Redundancy by Design: Local Snapshots, Off-Site Backups, and Cloud Failsafes

Data loss isn’t an “if” problem — it’s a “when.” After finishing my router and server builds, it was time to tackle the part that actually keeps everything alive when things go sideways: backups.

This post breaks down how I built a layered backup system — local snapshots, off-site replication to my parents’ NAS, and a future cloud tier for total disaster protection.

Local Backups: ZFS + Automation

Everything starts with ZFS. My main server runs mirrored SSDs for the rpool (boot) and a mirrored HDD pool called tank for storage. Each major dataset has a clear purpose:

Dataset	Purpose
`rpool`	Boot pool and system datasets
`tank/docker`	Persistent Docker volumes
`tank/media`	Media and archived files
`tank/backups`	Local daily backups and exports
`tank/config`	Config files, Compose stacks, secrets

To manage all of this, I use Sanoid. It handles:

Automatic hourly, daily, and weekly snapshots
Smart retention policies (keep short‑term frequent, prune old automatically)
Integration with Syncoid for replication jobs

Local snapshots give me fast rollback capability and let me recover a single container or config without touching off‑site copies.

Every night, Syncoid replicates all the above datasets to a local backup drive — an older HDD dedicated solely to cold storage.

Router Backups

My OPNsense router also runs on ZFS, and it’s part of the plan. The router’s pool is included in nightly Syncoid jobs that replicate its configuration and logs to my main server.

This means if the router’s SSD dies, I can rebuild it, restore its pool, and have everything — from VLAN setups to firewall rules — back exactly as it was.

It’s overkill for some people. For me, it’s peace of mind.

Off-Site Backups: parents‑nas

The next layer lives outside my house — on a small ZFS system at my parents’ place, called parents-nas.

That system pulls double duty:

It’s a file server for them (photos, documents, shared folders)
It’s also my off‑site backup target for critical datasets

Replication is handled automatically through Syncoid, which sends encrypted ZFS streams over SSH. The connection itself runs inside a Cloudflare Tunnel, so there are no open ports exposed to the internet.

Two‑Way Protection

The coolest part: it’s mutual.
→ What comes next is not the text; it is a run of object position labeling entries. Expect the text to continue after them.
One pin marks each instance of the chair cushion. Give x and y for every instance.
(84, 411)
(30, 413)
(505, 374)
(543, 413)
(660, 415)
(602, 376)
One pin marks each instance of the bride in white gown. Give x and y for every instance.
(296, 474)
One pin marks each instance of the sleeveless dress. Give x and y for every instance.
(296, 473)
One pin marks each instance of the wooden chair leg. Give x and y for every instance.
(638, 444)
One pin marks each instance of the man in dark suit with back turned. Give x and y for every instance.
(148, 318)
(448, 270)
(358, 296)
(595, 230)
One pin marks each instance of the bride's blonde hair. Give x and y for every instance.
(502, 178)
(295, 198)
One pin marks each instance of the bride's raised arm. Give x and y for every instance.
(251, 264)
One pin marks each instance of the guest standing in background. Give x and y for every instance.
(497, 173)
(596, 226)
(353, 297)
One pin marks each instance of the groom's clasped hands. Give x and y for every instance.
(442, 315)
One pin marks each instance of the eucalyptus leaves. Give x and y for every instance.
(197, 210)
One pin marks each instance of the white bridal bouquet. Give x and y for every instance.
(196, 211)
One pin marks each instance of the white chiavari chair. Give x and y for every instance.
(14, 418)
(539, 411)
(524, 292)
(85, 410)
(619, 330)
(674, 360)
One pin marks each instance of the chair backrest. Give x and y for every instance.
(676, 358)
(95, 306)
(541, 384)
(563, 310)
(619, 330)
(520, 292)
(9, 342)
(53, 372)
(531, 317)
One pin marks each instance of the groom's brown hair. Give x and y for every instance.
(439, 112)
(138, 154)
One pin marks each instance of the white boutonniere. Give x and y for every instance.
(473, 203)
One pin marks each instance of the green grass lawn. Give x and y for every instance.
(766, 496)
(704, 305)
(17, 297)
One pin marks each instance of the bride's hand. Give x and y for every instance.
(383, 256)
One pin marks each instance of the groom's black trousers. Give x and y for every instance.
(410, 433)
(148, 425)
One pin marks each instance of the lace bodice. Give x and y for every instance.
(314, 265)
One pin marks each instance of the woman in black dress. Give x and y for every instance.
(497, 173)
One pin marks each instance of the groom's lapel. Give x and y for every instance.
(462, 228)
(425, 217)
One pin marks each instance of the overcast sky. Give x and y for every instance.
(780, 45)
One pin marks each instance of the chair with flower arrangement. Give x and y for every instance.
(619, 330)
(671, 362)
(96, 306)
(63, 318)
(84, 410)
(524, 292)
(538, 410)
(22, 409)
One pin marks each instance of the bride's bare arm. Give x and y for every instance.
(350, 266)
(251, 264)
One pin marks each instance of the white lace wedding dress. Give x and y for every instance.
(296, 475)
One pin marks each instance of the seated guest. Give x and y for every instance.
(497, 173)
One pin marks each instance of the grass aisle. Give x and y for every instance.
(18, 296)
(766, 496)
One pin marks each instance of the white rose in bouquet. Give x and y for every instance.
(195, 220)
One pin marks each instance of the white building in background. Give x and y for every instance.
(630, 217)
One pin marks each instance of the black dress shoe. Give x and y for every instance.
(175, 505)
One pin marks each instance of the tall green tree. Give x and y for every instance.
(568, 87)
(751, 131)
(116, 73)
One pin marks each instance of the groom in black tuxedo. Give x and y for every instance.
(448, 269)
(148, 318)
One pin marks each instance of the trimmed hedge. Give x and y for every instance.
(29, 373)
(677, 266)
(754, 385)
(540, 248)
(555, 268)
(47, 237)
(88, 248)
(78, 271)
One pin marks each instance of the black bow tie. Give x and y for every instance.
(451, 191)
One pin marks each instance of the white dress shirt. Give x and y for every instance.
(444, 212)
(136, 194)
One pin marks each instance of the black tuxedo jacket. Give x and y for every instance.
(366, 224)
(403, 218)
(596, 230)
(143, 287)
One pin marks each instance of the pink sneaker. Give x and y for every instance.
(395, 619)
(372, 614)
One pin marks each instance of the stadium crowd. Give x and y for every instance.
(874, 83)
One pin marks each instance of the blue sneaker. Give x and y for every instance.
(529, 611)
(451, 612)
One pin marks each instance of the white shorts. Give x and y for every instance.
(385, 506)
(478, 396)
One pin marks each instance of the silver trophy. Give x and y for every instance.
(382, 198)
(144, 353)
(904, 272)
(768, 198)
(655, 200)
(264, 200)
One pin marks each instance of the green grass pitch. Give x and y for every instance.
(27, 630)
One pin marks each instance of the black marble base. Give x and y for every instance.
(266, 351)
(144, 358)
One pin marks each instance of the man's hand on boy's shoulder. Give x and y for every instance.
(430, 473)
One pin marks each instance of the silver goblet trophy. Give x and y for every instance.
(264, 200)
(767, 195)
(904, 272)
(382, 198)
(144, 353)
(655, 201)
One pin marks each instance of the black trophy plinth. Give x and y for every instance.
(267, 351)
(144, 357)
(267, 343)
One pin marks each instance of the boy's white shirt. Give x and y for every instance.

While my server replicates important datasets (tank/config, tank/backups, etc.) to parents-nas, it also backs up their data back to my local tank pool.

That way, both locations can survive independent hardware failures. If my house burns down, their files are safe. If their system dies, my local server still has their copies.

Replication runs nightly using incremental sends so bandwidth stays reasonable. Each job is validated by Sanoid health checks and a Grafana alert if replication fails or gets stale.

Cloud Failsafe: Backblaze B2

The final tier will be the “all‑else‑fails” button.

Eventually, I’ll add a Backblaze B2 remote backup for true off‑site redundancy. This will only hold a small, compressed, encrypted subset of my data:

Docker Compose files and configs
Critical personal documents
PiKVM images and scripts
Snapshot metadata

The idea is simple: if both my local system and parents-nas die, I still have a secure cloud copy I can restore from anywhere. It’s cheap, isolated, and it closes the loop on disaster recovery.

Automation and Monitoring

Backups are worthless if they silently fail. That’s why I built everything around Sanoid and Syncoid, backed by Grafana for visibility.

Sanoid runs scheduled snapshot jobs, pruning and validating them
Syncoid handles replication for each dataset and logs transfer stats
Prometheus exporters feed Grafana dashboards showing snapshot age, replication lag, and available space
Discord notifications fire if something stops syncing or snapshots get too old

Once a week, I manually verify restores by mounting a snapshot or using zfs rollback on a test container just to confirm the chain works.

Challenges and Solutions

Bandwidth: nightly replication can choke if large files change. Incremental sends and bandwidth throttling keep it under control
Encryption keys: SSH keys and ZFS encryption keys are managed separately; both systems hold only what they need
Permissions: sharing the NAS with my parents meant strict separation — their data lives in a dedicated pool (family), my backups in another (remote-backups)
Scheduling: staggering jobs keeps the router, main server, and parents‑nas from overlapping replication windows

Future Plans

Finish integrating the Backblaze cloud tier
Add periodic restore‑verification scripts
Build a Grafana dashboard showing snapshot health for all systems
Experiment with ZFS send deduplication for faster off‑site sync
Automate replication job summaries posted to Discord weekly

Closing Thoughts

This setup took time, but it’s exactly what I wanted — redundancy that runs quietly in the background and survives nearly anything.

If my router dies, I can restore it. If my drives die, I can roll back. If my house dies, I still have copies at my parents’. And if everything dies — Backblaze has me covered.

That’s not paranoia. That’s preparation.